Last night’s fight upset me a great deal. We have both been upset. The echo of David’s loss is still familiar to me. To have Ma gone so suddenly has been, I might say, worse for us than that one. I have thought at times that we will not be able to continue, or that I will awaken to find myself in Heaven with all of us there, because it seems so unfathomable that life should stumble on.
But if I didn’t know any better (and I do, remember, I do) I would say that you were glad… and I can barely bring myself to write that word, glad, but I won’t scratch it out. That’s why I shoved you the way that I did, with that force. It was the phrase “act of God” that did it. I was out of my mind to hear it, as much as you were out of your mind to say it.
It killed me, sweetheart, to see the bruises! To know that I could hurt you in any way is deeply troubling to me. That is not the brother I am and it is not the husband that I want to be.
And so could I be surprised, really, when I opened my eyes this morning and, after reaching out, found that you were missing? Despite my bad act, don’t you think that you’re being a little — no, more than a little — cruel?
It has been a week since I buried Ma, and still I find myself thinking of her decay more than of our survival. We will survive, somehow. We will keep the house. What kind of rejection are you plotting, when you say that you’re, as you put it, “unsure” of our position now? Whatever you might say, I fear that it cannot be borne.

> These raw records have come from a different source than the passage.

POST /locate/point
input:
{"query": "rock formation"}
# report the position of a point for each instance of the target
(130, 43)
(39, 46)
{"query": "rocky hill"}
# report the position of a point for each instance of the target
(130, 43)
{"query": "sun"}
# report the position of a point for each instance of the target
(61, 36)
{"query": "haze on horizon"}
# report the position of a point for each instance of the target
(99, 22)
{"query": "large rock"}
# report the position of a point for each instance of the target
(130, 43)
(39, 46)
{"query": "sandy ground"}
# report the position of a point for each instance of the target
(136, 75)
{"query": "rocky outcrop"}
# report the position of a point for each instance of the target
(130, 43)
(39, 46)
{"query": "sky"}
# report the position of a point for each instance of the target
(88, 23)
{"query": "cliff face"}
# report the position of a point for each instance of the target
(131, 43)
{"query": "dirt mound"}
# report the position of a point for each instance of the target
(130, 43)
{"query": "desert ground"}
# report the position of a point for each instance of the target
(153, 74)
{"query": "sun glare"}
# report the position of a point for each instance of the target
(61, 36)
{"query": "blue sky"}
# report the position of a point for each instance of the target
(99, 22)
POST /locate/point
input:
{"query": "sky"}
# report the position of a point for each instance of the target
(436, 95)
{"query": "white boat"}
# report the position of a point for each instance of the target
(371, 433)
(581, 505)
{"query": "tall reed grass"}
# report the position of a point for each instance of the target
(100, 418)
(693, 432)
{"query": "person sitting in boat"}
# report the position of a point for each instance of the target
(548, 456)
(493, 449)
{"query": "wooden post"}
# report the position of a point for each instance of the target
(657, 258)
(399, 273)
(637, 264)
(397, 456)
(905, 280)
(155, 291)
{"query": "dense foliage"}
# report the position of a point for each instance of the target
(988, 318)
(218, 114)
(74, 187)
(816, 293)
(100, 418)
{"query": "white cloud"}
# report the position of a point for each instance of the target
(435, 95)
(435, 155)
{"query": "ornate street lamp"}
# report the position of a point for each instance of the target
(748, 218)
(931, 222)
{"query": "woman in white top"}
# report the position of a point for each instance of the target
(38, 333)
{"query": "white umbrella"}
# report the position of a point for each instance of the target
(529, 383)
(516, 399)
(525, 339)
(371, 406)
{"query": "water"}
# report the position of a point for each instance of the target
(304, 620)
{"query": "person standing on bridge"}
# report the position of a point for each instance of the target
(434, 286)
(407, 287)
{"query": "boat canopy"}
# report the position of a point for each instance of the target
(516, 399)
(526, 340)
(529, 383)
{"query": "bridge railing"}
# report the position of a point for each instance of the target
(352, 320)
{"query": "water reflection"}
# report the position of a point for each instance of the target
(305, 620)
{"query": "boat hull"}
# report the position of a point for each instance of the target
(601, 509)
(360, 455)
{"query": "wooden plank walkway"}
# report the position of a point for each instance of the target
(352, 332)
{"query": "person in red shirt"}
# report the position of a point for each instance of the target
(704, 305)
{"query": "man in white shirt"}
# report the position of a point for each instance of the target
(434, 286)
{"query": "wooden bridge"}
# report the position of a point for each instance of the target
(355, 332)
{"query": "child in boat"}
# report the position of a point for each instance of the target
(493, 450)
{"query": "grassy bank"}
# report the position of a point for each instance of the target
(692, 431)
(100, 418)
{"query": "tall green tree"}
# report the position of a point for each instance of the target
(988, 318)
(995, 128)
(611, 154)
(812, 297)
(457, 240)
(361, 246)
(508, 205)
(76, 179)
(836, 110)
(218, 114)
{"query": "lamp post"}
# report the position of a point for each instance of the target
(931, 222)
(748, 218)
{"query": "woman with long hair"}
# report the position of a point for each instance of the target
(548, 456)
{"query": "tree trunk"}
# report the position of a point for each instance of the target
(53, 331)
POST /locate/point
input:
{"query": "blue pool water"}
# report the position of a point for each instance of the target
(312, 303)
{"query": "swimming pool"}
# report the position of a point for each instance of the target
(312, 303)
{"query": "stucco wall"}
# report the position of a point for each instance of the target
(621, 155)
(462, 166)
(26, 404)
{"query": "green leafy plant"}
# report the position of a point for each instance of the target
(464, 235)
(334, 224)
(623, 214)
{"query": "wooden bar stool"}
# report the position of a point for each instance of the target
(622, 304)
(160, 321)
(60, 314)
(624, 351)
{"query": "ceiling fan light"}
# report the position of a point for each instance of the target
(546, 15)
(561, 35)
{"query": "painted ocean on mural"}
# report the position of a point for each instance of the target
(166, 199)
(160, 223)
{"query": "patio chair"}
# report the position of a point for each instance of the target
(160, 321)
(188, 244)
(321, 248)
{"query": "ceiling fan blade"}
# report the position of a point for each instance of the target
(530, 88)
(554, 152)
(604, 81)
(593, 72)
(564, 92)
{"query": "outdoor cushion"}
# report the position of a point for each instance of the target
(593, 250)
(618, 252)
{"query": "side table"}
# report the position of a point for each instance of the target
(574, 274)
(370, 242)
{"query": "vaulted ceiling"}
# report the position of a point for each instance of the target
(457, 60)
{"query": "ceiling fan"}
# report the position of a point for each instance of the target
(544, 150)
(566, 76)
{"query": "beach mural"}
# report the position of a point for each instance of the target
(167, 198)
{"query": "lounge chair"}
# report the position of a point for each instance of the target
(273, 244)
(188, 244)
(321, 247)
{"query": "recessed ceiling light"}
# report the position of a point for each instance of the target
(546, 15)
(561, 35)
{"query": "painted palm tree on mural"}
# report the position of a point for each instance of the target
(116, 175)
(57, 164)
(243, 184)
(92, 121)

I love you, and no one else will ever love you as much as I do — because no one else will ever know you, or our differences from others, as deeply. Don’t be foolish. Don’t forget.
W.

She enters the house from the front with her short hair live and wispy around her face, her arms hugging a full paper bag to her chest. I recognize the brown bag when I see its logo: she left, she went to the K & Bee, but she has returned. Her presence in the doorway, and then in the hall, reminds me of lucid dreams I’ve had in which I reenter my body after going to the stars — the tumbling, and then relief and resettling into the self.